I need to upgrade gcc to compile a dynamic library in *C*++. I've already installed gcc48 but typing `gcc --v` it says I'm still using gcc42, so I've solved typing gcc48 directly but:

```
g incompatible /usr/local/lib/gcc48/gcc/x86_64-portbld-freebsd9.1/4.8.1/libgcc.a when searching for -lgcc
/usr/local/bin/ld: skipping incompatible //usr/lib/libgcc.a when searching for -lgcc
/usr/local/bin/ld: cannot find -lgcc
/usr/local/bin/ld: skipping incompatible /usr/local/lib/gcc48/gcc/x86_64-portbld-freebsd9.1/4.8.1/../../../libgcc_s.so when searching for -lgcc_s
/usr/local/bin/ld: skipping incompatible //usr/lib/libgcc_s.so when searching for -lgcc_s
/usr/local/bin/ld: cannot find -lgcc_s
/usr/local/bin/ld: skipping incompatible //usr/lib/libc.so when searching for -lc
/usr/local/bin/ld: skipping incompatible //usr/lib/libc.a when searching for -lc
/usr/local/bin/ld: cannot find -lc
/usr/local/bin/ld: skipping incompatible /usr/local/lib/gcc48/gcc/x86_64-portbld-freebsd9.1/4.8.1/libgcc.a when searching for -lgcc
/usr/local/bin/ld: skipping incompatible //usr/lib/libgcc.a when searching for -lgcc
/usr/local/bin/ld: cannot find -lgcc
/usr/local/bin/ld: skipping incompatible /usr/local/lib/gcc48/gcc/x86_64-portbld-freebsd9.1/4.8.1/../../../libgcc_s.so when searching for -lgcc_s
/usr/local/bin/ld: skipping incompatible //usr/lib/libgcc_s.so when searching for -lgcc_s
/usr/local/bin/ld: cannot find -lgcc_s
collect2: error: ld returned 1 exit status
```

How do I fix this? :\


----------



## ondra_knezour (Aug 26, 2013)

Using newer version of GCC and binutils with the FreeBSD Ports Collection


----------



## Naos (Aug 26, 2013)

ondra_knezour said:
			
		

> Using newer version of GCC and binutils with the FreeBSD Ports Collection


How do you think I've installed gcc48? It doesn't work though*.*


----------



## vand777 (Aug 28, 2013)

I'll share my experience with gcc48.

I'm not using it to compile ports or kernel/world because it is not officially supported and I'm not looking for trouble. However, at my company we develop cross-platform applications for Windows/Linux/Unix and we use FreeBSD 9.1 as our Unix testing platform.

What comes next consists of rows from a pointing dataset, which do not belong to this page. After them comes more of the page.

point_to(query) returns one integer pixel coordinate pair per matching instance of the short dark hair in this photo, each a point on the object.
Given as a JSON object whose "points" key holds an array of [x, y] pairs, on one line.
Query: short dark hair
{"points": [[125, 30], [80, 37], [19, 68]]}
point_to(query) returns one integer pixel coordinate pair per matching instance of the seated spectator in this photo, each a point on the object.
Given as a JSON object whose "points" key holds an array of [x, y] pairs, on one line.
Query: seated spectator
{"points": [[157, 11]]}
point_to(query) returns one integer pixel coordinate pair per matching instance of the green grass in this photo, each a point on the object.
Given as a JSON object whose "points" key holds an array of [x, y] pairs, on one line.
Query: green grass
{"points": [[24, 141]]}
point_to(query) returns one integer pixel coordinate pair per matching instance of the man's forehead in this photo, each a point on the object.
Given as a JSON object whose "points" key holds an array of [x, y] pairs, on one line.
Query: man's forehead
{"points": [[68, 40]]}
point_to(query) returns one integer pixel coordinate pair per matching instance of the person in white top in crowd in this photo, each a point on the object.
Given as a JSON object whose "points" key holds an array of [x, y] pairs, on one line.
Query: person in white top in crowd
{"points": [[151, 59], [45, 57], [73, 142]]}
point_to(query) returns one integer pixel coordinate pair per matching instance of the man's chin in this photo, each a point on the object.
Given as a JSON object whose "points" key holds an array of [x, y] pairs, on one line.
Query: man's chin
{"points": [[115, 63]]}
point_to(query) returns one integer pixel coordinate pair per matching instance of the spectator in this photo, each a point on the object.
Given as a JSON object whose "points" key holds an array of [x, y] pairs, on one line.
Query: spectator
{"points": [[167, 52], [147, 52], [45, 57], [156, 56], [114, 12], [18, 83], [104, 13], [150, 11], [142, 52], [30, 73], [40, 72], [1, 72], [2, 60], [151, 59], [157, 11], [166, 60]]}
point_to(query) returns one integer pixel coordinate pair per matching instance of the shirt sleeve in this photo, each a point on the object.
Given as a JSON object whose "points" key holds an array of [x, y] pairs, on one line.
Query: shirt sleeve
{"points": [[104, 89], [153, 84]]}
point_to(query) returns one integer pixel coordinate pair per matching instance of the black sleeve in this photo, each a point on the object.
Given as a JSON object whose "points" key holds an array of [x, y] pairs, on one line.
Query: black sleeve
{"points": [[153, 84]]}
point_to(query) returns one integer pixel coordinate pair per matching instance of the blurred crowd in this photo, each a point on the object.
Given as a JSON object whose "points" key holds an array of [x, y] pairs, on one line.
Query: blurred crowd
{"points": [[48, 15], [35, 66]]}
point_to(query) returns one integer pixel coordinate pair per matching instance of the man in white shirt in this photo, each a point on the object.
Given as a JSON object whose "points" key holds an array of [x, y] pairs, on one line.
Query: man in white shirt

These applications/libraries are all contain C++11 features, so we need to use the latest compilers which support C++11. We use GCC 4.8.

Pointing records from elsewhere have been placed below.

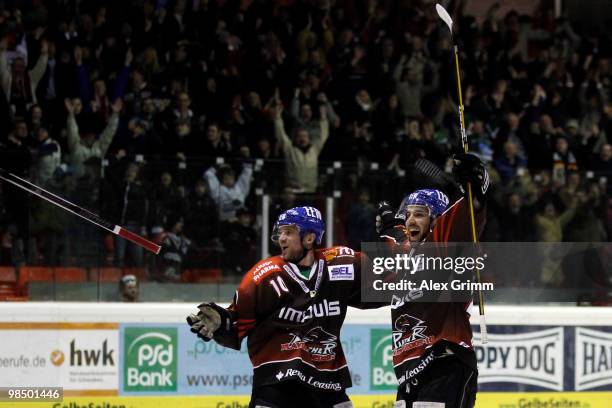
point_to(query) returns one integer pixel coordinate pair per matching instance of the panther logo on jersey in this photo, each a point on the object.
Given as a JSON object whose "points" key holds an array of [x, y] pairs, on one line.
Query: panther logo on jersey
{"points": [[408, 333], [319, 343]]}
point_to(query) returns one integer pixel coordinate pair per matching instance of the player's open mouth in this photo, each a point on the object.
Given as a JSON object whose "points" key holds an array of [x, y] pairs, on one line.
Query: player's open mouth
{"points": [[414, 232]]}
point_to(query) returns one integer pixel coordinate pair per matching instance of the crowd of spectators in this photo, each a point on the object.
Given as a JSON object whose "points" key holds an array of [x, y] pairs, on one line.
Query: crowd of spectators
{"points": [[144, 110]]}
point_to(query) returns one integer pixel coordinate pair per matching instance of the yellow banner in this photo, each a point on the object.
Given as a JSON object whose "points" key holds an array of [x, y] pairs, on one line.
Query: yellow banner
{"points": [[484, 400]]}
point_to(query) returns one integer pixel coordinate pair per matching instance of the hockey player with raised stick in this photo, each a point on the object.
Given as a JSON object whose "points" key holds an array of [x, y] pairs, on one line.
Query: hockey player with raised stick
{"points": [[291, 308], [433, 357]]}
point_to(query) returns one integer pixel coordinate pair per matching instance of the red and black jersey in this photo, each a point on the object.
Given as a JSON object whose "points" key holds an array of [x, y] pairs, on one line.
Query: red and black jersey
{"points": [[292, 324], [423, 331]]}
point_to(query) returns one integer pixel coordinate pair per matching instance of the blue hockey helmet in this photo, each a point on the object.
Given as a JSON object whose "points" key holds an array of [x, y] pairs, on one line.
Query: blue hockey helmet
{"points": [[307, 219], [435, 200]]}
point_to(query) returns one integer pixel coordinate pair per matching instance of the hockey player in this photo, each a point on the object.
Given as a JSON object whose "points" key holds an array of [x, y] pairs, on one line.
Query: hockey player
{"points": [[433, 357], [291, 308]]}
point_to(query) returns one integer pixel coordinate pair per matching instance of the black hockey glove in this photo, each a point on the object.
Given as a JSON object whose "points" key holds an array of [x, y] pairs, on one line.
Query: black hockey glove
{"points": [[210, 319], [387, 218], [469, 169]]}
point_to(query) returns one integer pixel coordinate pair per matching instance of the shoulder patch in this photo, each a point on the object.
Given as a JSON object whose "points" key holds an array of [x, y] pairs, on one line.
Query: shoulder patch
{"points": [[263, 269], [341, 272], [337, 252]]}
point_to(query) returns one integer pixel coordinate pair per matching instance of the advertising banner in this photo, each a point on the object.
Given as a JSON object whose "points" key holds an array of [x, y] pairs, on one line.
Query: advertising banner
{"points": [[77, 357]]}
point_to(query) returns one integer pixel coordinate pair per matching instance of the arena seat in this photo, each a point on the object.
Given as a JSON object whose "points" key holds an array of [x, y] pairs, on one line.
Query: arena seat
{"points": [[202, 275], [35, 274]]}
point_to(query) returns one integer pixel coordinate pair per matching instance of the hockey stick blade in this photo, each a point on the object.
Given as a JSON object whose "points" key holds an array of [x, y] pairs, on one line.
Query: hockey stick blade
{"points": [[78, 211], [445, 17]]}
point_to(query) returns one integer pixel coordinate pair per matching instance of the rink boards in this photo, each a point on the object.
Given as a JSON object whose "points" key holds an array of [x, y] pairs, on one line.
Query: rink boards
{"points": [[143, 355]]}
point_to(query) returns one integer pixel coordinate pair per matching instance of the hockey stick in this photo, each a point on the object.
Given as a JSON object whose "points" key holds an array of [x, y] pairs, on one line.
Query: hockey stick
{"points": [[76, 210], [449, 22]]}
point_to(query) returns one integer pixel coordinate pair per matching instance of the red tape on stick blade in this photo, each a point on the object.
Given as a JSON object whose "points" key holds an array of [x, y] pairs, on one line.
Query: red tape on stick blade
{"points": [[138, 240]]}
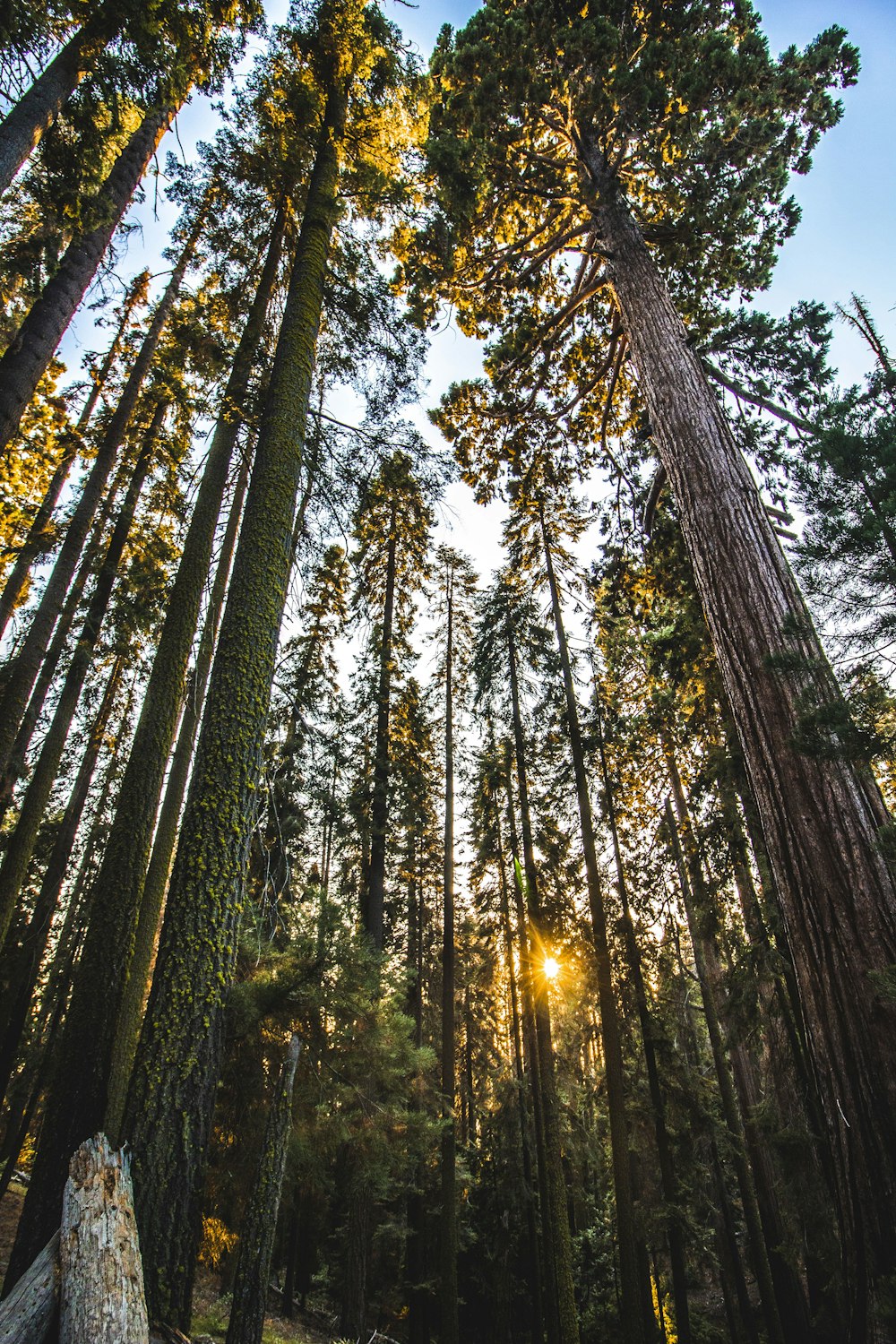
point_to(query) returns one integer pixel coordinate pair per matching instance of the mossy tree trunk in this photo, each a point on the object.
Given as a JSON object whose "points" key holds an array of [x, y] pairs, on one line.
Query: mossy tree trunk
{"points": [[26, 668], [34, 344], [172, 1089], [38, 540], [554, 1214], [821, 819], [37, 110], [260, 1225], [630, 1277]]}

What I changed on my system:

 Installed GCC 4.8 from ports.
 Installed the latest devel/gdb from ports (the one in the base does not support new language features) 
 Added the following lines to /etc/profile:

```
export LD_LIBRARY_PATH=/usr/local/lib/gcc48:${LD_LIBRARY_PATH}
export CC=/usr/local/bin/gcc48
export CXX=/usr/local/bin/g++48
alias make="gmake"
alias gdb="/usr/local/bin/gdb76"
alias g++="g++48"
```

 Added the following line to ~/.bashrc (if you using other shell than bash, then you need to do it as described for your shell):

```
source /etc/profile
```

 Log off and log in.
Now when I log in as my user, gcc and g++ are aliases of gcc48 and g++48 respectively. New C++11 libraries from /usr/local/lib/gcc48 are being used by linker. We use gmake instead of make, that's why I have an alias for make.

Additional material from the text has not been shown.